At the start of recruitment into the INPULSIS trials in 2011, the SGRQ was considered the most suitable tool for use in this patient population. Subsequent data from clinical trials and patient registries support its utility in patients with IPF.5 22 23 Additional tools have been developed specifically for use in patients with ILD (eg, the King’s Brief Interstitial Lung Disease (K-BILD) questionnaire36) or IPF (eg, A Tool to Assess Quality of Life in IPF (ATAQ-IPF(-cA)) questionnaire37 38 and Living with IPF (L-IPF) questionnaire39).
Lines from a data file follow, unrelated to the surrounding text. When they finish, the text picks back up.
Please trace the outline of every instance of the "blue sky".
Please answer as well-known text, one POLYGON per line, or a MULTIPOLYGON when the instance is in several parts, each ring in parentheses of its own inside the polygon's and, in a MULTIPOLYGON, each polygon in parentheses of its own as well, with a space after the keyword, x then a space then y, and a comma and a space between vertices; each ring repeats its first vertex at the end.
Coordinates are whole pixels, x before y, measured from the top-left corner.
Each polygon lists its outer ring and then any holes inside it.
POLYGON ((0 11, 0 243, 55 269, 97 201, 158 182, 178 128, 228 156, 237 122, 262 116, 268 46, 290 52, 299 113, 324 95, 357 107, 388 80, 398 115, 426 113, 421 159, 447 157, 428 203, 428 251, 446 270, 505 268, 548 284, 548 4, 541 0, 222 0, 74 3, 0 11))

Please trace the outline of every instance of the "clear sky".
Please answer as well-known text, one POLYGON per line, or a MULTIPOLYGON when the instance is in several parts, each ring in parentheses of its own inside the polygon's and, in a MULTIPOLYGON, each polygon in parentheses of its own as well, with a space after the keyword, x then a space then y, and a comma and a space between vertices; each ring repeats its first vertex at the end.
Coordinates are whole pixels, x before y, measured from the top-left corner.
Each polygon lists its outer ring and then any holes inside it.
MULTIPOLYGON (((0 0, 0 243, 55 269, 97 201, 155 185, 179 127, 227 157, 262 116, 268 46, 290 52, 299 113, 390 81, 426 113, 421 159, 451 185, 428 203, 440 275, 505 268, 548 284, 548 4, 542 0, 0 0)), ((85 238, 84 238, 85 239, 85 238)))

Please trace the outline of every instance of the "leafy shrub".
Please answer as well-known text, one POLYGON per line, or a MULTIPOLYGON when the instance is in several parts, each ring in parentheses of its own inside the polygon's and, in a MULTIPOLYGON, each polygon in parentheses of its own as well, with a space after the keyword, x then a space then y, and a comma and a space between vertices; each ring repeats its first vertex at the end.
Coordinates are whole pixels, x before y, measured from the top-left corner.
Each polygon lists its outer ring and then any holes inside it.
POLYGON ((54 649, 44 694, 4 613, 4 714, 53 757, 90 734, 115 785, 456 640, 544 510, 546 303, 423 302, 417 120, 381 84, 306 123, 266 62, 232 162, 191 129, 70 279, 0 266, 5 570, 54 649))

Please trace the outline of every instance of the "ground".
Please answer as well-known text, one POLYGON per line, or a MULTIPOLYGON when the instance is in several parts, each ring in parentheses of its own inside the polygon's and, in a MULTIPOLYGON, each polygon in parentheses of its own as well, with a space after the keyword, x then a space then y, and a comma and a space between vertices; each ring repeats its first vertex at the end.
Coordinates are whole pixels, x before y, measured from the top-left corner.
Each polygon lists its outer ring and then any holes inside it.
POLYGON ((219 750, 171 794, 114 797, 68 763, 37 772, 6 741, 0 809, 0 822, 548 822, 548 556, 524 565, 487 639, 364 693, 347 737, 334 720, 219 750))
The SGRQ has also been adapted for use with patients with IPF, the SGRQ-I,19 but analyses are needed to determine its performance characteristics. It is encouraging that these and other instruments are in development.40 Future studies in patients with IPF should focus on evaluating these questionnaires and their measurement properties. Given its brevity, the K-BILD may be a particularly suitable instrument for use in clinical trials, where the need to collect comprehensive information needs to be balanced with the burden of filling out questionnaires. In such studies, the SGRQ may serve as a useful anchor and platform for development of more specific tools to collect patient-reported information.

In conclusion, the psychometric properties of the SGRQ observed in the INPULSIS trials support the use of this instrument as a measure of HRQL in patients with IPF. Additional research is needed to test the threshold estimates for deterioration and improvement in SGRQ total score over 52 weeks and over shorter intervals, including qualitative interviews with patients and clinicians regarding what they consider a meaningful outcome of treatment.